Group Seeks Rare Butterfly Protection

Conservationists have asked a federal judge to declare federal approval of a Contra Costa County power plant a threat to the last sanctuary of the protected metalmark butterfly.

The lawsuit filed in federal court in San Francisco Thursday by Wild Equity Institute claims the U.S. Environmental Protection Agency authorized the Gateway Generating Station in Antioch in violation of the Endangered Species Act (ESA).

The suit claims the EPA authorized the plant, which is owned by Pacific Gas & Electric Co., to release nitrogen pollution into the Sacramento Delta and upstream of the San Francisco Bay near the only known habitat of the Lange’s metalmark butterfly.

The suit says the butterfly has been protected by the ESA since 1976.  The only known habitat is the Antioch Dunes, an area that allowed the butterfly to evolve into a unique butterfly found nowhere else on earth.

Wild Equity contends the EPA was obligated to consult with the Fish and Wildlife Service before approving the plant.

The lawsuit also maintains that the plant will threaten the Antioch Dunes evening primrose and the Contra Costa wallflower.

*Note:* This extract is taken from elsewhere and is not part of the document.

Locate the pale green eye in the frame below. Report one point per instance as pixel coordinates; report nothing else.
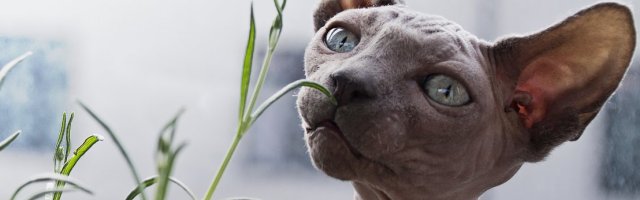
(445, 90)
(341, 40)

As many as 25,000 of Lange’s metalmarks were believed to live in the dunes 50 to 100 years ago.  But in the 1990s the numbers had dropped to 2,000.  A wildfire then devastated 40 percent of its habitat, driving the population down to just 450.

By 2006, it was estimated just 45 adults remain, according to the lawsuit.

Wild Equity has asked the federal court to order the EPA to consult with the FWS on the effects of the power plant emissions.